Imbalanced data is ubiquitous in practice and both research and high quality open source software exist for dealing with Imbalanced Classification tasks. Generally speaking, the main approaches are under-sampling observations from classes that are observed frequently or over-sampling observations from rare classes to achieve a balanced distribution of labels. This can be done in naive ways (sampling with replacement) or in more sophisticated ways, e.g. by creating synthetic observations based on real observations with interpolations or added noise.

When working on a Regression problem with highly skewed target variable distribution, I’ve found it much more difficult to come up with useful approaches vs. Classification. After some research, I have settled on three options to test individually and in combination:

  1. LogTransform of the Target Variable
  2. Synthetic Minority Over-Sampling Technique for Regression - SMOGN
  3. Deep Imbalanced Regression - DIR

LogTransform is in my standard toolbox and helped to boost performance as expected. But the imbalance/distribution was still skewed and far from normally distributed and thus predictions still centered in the range of most frequent observations. My Ridge, Gradient Boosting and FC-DNN models would completely ignore a significant range of (rare) target values in their predictions. Problem not solved!

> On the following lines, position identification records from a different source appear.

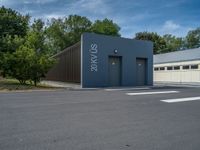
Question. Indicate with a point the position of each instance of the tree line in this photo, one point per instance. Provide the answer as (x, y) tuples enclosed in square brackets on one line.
[(26, 47)]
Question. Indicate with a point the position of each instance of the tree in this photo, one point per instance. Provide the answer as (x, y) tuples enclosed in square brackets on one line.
[(24, 64), (106, 26), (31, 60), (193, 38), (76, 25), (173, 43), (12, 24), (159, 44), (13, 27)]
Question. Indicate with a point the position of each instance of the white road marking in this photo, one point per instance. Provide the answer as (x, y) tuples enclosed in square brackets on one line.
[(124, 89), (150, 93), (181, 99)]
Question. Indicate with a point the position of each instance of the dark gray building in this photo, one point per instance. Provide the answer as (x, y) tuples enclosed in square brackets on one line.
[(103, 61)]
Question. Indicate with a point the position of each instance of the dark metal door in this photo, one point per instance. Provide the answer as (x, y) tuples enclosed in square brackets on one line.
[(141, 71), (114, 71)]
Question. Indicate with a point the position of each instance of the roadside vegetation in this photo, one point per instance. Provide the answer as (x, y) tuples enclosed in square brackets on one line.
[(26, 46), (14, 85)]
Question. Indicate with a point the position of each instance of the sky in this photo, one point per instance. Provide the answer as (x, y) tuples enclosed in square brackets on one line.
[(175, 17)]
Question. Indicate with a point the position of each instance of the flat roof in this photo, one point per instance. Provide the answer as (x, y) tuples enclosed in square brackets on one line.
[(177, 56)]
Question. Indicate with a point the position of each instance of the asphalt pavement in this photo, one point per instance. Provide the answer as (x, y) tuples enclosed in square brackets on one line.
[(101, 119)]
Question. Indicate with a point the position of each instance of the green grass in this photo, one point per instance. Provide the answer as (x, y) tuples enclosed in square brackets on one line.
[(13, 85)]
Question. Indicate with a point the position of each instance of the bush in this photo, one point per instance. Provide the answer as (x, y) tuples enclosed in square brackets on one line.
[(25, 64)]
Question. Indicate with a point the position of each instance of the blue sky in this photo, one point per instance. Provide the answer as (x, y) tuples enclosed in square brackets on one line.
[(175, 17)]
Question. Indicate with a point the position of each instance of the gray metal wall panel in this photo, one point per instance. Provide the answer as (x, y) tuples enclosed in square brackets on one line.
[(128, 49)]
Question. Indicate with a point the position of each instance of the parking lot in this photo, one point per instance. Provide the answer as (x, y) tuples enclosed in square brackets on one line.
[(165, 118)]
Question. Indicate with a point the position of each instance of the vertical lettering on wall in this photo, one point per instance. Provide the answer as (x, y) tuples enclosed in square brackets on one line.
[(93, 57)]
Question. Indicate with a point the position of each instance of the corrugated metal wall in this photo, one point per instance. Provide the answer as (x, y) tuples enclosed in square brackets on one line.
[(68, 67)]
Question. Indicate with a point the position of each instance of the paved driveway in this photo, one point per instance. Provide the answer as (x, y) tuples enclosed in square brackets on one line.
[(100, 120)]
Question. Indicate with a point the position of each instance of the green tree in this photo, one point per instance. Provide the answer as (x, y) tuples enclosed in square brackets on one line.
[(193, 38), (106, 26), (13, 27), (159, 44), (31, 60), (173, 43), (76, 25), (25, 64), (12, 24)]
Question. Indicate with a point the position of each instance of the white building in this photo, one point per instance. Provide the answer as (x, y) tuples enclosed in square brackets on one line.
[(178, 67)]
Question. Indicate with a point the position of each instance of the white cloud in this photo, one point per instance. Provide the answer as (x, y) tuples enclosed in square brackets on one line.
[(169, 25), (97, 7)]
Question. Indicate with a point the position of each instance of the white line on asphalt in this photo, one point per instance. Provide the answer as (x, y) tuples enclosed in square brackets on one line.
[(181, 99), (150, 93), (124, 89)]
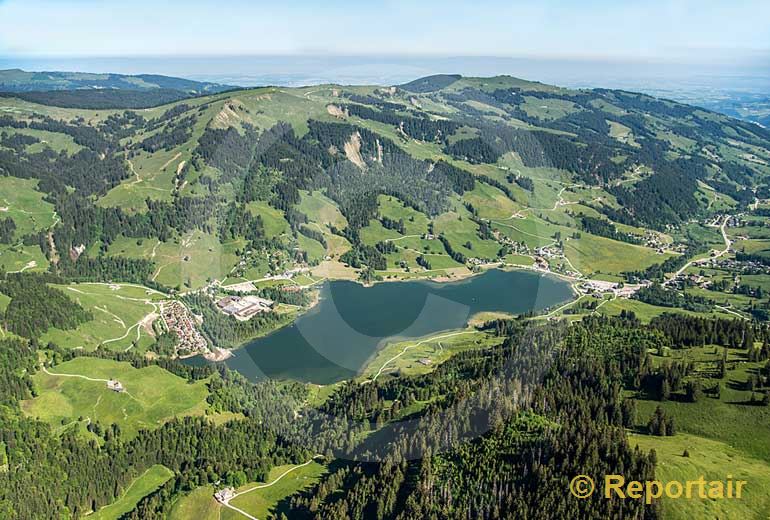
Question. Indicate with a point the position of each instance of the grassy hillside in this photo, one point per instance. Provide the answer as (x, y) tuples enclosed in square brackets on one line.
[(151, 397)]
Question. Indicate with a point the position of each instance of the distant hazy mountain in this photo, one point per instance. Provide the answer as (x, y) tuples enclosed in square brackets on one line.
[(100, 91), (17, 80)]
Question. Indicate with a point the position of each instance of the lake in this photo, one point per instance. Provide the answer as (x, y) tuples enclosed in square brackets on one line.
[(334, 340)]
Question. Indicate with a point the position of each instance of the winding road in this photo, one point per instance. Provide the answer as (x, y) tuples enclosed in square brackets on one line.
[(226, 503)]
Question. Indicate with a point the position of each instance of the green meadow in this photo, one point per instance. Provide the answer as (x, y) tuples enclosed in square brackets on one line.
[(151, 397), (122, 317), (142, 486)]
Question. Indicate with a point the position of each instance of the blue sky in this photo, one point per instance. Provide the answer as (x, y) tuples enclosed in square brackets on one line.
[(689, 30)]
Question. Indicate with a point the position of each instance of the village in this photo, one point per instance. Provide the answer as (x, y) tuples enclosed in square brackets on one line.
[(178, 319)]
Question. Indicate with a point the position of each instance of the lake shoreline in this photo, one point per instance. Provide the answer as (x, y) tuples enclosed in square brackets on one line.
[(315, 346)]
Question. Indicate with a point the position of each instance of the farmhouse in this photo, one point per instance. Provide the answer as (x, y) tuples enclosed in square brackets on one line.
[(115, 385), (224, 495)]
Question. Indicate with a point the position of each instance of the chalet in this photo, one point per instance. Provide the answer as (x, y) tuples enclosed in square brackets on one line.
[(115, 386)]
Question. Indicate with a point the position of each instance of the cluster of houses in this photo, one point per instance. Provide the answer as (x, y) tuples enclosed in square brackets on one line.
[(243, 308), (179, 320)]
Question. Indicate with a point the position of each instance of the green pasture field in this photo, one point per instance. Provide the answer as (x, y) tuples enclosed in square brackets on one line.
[(21, 201), (142, 486), (713, 460), (152, 396), (122, 317)]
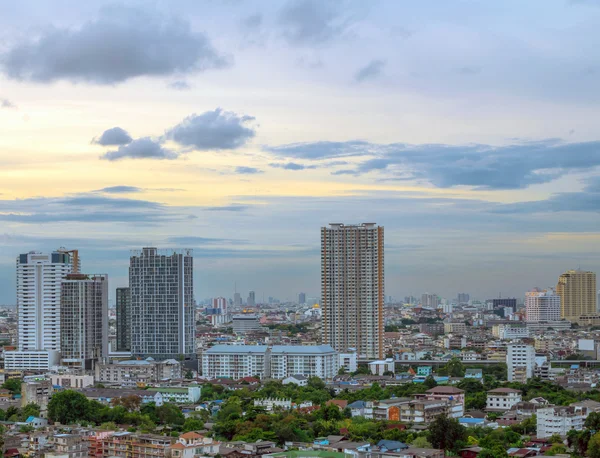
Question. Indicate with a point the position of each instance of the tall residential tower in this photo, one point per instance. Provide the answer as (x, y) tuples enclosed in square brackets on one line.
[(352, 288), (162, 303)]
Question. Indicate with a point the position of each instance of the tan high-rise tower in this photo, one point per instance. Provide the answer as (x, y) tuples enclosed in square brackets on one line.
[(352, 288), (577, 291)]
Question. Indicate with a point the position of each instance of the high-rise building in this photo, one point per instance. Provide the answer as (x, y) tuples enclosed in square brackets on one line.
[(39, 276), (237, 299), (577, 291), (542, 305), (123, 319), (352, 288), (430, 300), (251, 299), (520, 362), (83, 319), (162, 303)]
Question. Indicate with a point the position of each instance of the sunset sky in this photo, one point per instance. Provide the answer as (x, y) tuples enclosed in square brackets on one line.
[(469, 129)]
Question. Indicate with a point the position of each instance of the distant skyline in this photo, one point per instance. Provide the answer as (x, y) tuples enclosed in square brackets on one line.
[(467, 129)]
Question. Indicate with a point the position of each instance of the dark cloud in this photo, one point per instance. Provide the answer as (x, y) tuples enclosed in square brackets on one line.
[(142, 148), (513, 166), (113, 137), (292, 166), (5, 103), (311, 22), (120, 44), (213, 130), (370, 71), (247, 170), (180, 85), (122, 189)]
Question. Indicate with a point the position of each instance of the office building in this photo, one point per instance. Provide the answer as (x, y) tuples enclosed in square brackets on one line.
[(39, 277), (430, 300), (251, 299), (520, 362), (276, 362), (83, 319), (245, 322), (577, 291), (123, 302), (352, 288), (542, 305), (237, 299), (463, 298), (162, 304)]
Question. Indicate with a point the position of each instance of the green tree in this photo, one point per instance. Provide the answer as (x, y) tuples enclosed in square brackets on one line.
[(444, 432), (68, 407)]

Preprocessing the data with SMOGN took around 10 minuts and (applied in combination with LogTransform) lead to a slightly worse MAPE performance, but a much better coverage of the entire target value range. SMOGN provides roughly three stages of customization for the re-sampling process. I’d characterize these as automated, automated within bounds and manual. So far I’ve tested the automated preprocessing and while I’m satisfied with the result, the new distribution is multimodal and still not ideal for training. But I’m optimistic that adding bounds or going for fully manual configuration of the re-sampling should lead to further improvements. Problem still not solved, but a step in the right direction.

Before After

On my dataset, the total number of observations was reduced by ~20% after SMOGN upsampled rare observations with noise and downsampled the frequent ones. Having taken care of all other preprocessing (missing data, numeric representations etc.), the number of columns was not affected. Missing values would have resulted in dropped columns. Lastly, I’ve compared a 2D PCA-plot of the original preprocessed dataset and the same dataset after additional re-sampling with SMOGN and found the scatterplots to overlap very well.

So far, I’ve not tried to apply DIR, as it seems a bit less straightforward, consisting of label smoothing and feature smoothing as separate steps. Also the examples include integration into the PyTorch model and training loop. So this might not be applicable to the Ridge and Gradient Boosting models I keep running for comparison, but a learning resampling instead of static one-off preprocessing, could yield even better results.